The OWL-II is a passive compact 2-way using a Dayton PA200 with a Fostex 025H27 tweeter. The enclosure is a 20 liters bass reflex with a baffle width of 10.5″.
From my earlier test of the Fostex 025H27, I determined that the Fostex can be crossed at 3kHz without distress. This crossover frequency is also preferable for the Dayton PA200 because it won’t be so near to the cone breakup.
Fostex 025H27 Frequency Response
Fig 1 – Black plot = RAW. Red plot = 3K (18dB/oct) passive HPF
The Black plot in Fig 1 is the RAW response of the Fostex 025H27 tweeter. The Red plot is with a 3kHz (18dB/oct) high pass filter. Plots are normalized for easy reference.
Dayton PA200 Frequency Response
Fig 2 – Black plot = RAW. Blue plot = 3kHz (12dB/oct) passive LPF
The Black plot in Fig 2 is the RAW response of the Dayton PA200. The Blue plot is with a 12dB/oct low pass filter with a corner frequency of 3kHz. Measurements below 500Hz are in Nearfield.
Dayton PA200 with Fostex 025H27
Fig 3 – Blue plot = PA200 @ 3kHz (12dB/oct). Red plot = Fostex 025H27 @ 3kHz (18dB/oct)
Fig 3 shows the responses of the two drivers with their respective filters. Acoustically, they cross at 3kHz. I have not made any attempts to tame the impedance peak of the Fostex tweeter. If it is a problem during playback, I will have to install a LCR.
OWL-II Frequency Response
Fig 4 – Fostex 025H27 wired in Reversed Phase.
Fig 4 is the summed response of the Dayton PA200 with the Fostex 025H27. For correct summation, the Fostex is wired in Reversed Phase.
OWL-II Crossover Null
Fig 5 – Fostex 025H27 wired in Normal Phase
Fig 5 shows the crossover null when the Fostex is wired back to normal phase. From this plot, we can see that the acoustic centers of the PA200 and the 025H27 are very close. All it takes is a bit of tweaking and the OWL-II wil be Time-Aligned.

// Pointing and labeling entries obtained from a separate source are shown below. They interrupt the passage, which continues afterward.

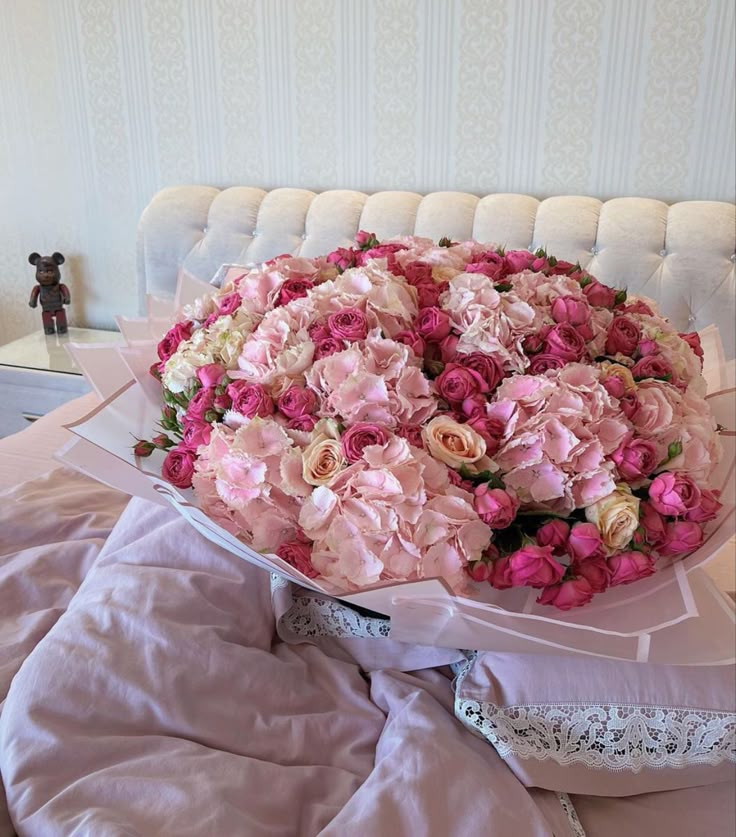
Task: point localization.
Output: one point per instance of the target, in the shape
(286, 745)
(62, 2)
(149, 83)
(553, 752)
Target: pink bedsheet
(157, 698)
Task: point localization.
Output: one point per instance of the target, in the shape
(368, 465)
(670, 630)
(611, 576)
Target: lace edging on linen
(311, 617)
(613, 737)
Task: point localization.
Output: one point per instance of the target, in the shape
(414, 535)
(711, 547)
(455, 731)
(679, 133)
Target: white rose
(616, 516)
(181, 368)
(452, 443)
(322, 461)
(231, 348)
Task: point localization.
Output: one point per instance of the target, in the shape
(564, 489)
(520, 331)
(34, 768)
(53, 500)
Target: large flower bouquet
(407, 410)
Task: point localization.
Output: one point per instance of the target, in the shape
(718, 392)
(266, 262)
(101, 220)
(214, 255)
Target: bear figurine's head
(47, 268)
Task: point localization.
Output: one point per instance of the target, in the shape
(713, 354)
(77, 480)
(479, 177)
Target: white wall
(103, 102)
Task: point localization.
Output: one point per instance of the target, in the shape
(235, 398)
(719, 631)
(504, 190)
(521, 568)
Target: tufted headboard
(683, 255)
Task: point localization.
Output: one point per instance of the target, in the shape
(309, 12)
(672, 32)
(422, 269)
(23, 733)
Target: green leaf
(434, 367)
(674, 449)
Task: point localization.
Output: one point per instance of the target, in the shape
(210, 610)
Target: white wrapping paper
(668, 617)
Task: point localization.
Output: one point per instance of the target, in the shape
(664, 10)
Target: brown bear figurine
(53, 293)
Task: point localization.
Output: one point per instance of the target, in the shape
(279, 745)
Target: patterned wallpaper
(103, 102)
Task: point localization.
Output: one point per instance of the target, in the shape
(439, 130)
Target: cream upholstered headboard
(683, 255)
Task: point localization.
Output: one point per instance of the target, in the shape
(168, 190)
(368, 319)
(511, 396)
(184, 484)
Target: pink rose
(200, 404)
(544, 362)
(629, 404)
(209, 375)
(674, 494)
(304, 423)
(490, 429)
(647, 347)
(428, 295)
(692, 338)
(196, 433)
(614, 386)
(170, 341)
(554, 533)
(297, 401)
(223, 402)
(565, 342)
(487, 366)
(456, 383)
(294, 289)
(348, 324)
(495, 506)
(229, 304)
(635, 458)
(327, 347)
(412, 340)
(574, 592)
(595, 571)
(623, 337)
(599, 295)
(627, 567)
(534, 566)
(412, 433)
(493, 270)
(652, 523)
(680, 537)
(652, 366)
(534, 343)
(479, 570)
(360, 436)
(418, 273)
(472, 407)
(567, 309)
(708, 508)
(342, 258)
(466, 485)
(299, 556)
(319, 331)
(500, 576)
(178, 467)
(584, 541)
(518, 260)
(250, 399)
(433, 324)
(448, 348)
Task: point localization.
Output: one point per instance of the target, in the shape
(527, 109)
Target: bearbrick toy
(53, 293)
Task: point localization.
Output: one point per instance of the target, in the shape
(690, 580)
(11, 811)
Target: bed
(151, 684)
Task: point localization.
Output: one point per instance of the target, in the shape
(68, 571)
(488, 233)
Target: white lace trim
(312, 617)
(621, 737)
(278, 581)
(572, 815)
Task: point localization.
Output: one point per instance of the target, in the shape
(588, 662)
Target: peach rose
(452, 443)
(616, 516)
(322, 461)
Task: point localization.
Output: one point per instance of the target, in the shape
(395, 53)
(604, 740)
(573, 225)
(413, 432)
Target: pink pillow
(603, 727)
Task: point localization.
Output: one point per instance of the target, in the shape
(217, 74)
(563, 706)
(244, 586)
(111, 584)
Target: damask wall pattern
(103, 102)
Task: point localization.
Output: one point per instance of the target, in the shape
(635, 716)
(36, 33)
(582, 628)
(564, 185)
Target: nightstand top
(46, 351)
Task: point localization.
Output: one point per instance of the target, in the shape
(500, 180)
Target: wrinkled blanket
(157, 697)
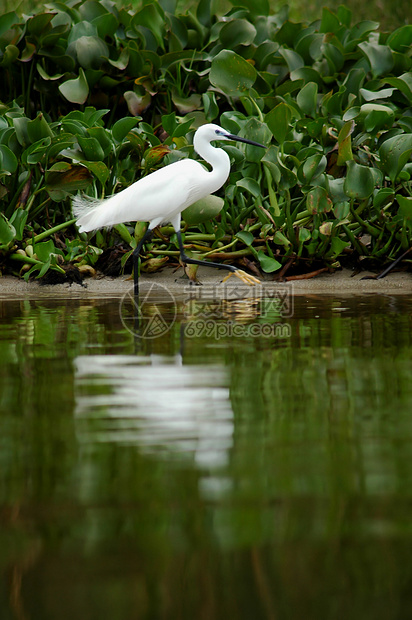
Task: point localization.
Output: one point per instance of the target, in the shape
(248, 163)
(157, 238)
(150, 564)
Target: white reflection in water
(156, 403)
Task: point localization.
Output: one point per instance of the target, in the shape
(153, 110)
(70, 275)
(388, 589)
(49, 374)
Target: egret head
(210, 132)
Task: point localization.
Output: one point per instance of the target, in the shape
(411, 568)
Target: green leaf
(237, 32)
(380, 57)
(401, 39)
(90, 52)
(122, 127)
(245, 236)
(99, 169)
(312, 167)
(250, 185)
(77, 90)
(91, 148)
(203, 210)
(359, 181)
(7, 233)
(402, 83)
(345, 143)
(255, 7)
(373, 95)
(307, 99)
(405, 208)
(268, 264)
(8, 160)
(278, 121)
(18, 220)
(293, 60)
(44, 249)
(152, 17)
(394, 154)
(317, 200)
(38, 128)
(232, 74)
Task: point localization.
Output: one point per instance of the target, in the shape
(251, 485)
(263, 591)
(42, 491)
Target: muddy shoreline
(340, 283)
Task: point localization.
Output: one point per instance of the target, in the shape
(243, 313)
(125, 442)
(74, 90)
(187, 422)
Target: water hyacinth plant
(95, 96)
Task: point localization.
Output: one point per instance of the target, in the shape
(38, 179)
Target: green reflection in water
(201, 477)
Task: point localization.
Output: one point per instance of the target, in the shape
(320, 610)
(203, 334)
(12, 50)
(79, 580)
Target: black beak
(238, 139)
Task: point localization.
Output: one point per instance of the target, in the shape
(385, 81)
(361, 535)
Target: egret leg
(136, 255)
(246, 278)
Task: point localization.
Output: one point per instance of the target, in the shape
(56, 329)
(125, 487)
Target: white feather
(161, 196)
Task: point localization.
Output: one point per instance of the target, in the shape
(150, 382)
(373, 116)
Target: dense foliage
(94, 97)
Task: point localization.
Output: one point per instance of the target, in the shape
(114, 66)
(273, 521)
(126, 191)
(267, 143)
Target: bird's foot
(246, 278)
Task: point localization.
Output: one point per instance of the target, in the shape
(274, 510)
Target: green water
(206, 476)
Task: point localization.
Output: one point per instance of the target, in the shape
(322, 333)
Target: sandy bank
(341, 283)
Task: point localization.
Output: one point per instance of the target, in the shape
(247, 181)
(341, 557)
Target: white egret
(161, 196)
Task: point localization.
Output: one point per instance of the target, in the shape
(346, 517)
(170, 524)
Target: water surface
(206, 472)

OWL-II Cumulative Spectral Decay
Fig 6 – REW Waterfall. Rise Time = 0.10 msec. Window = 1.3 msec ( 769Hz ). Time Range = 1.0 msec
Fig 6 is the Waterfall plot of the OWL-II. The Fostex has negligible artifacts above 5kHz. At the crossover frequency of 3kHz, the decay is longer but I doubt it’s harmful.
OWL-II Toneburst Energy Storage
Fig 7 – Passive crossover at 3kHz (18dB/oct) HPF and LPF (12dB/oct)
The Toneburst Energy Storage plot in Fig 7 shows some stored energy (light blue slices) originating at 3kHz and diminishing at 9kHz. The bulk of that is not from the Fostex. They are from the cone breakup of the Dayton PA200.
Fig 8 – Passive crossover at 3kHz (18dB/oct) HPF and LPF (12dB/oct)
Fig 8 is the Spectrogram of the OWL-II. From 3kHz~20kHz, there’s virtually no smearing. This indicates the Fostex tweeter is exceptionally clean. There is a bit of hotness at 4kHz. Again, that comes from the cone breakup of the Dayton PA200 and not from the Fostex tweeter.
the sound of the OWL-II
The difference between the OWL-II and the OWL is significant. The treble from the Fostex 025H27 sparkles whereas the Selenium ST200 is more subdued.
I have no idea whether the Fostex 025H27 is still manufactured and if so at what retail price. Fortunately, many used ones are available on eBay and the likes. If cost is a factor, the Selenium ST200 is good enough. For HiFi, I recommend the Fostex 025H27.
Note: All measurements were made with the mic at 1m, tweeter axis. Impulse Window=5ms. No smoothing applied.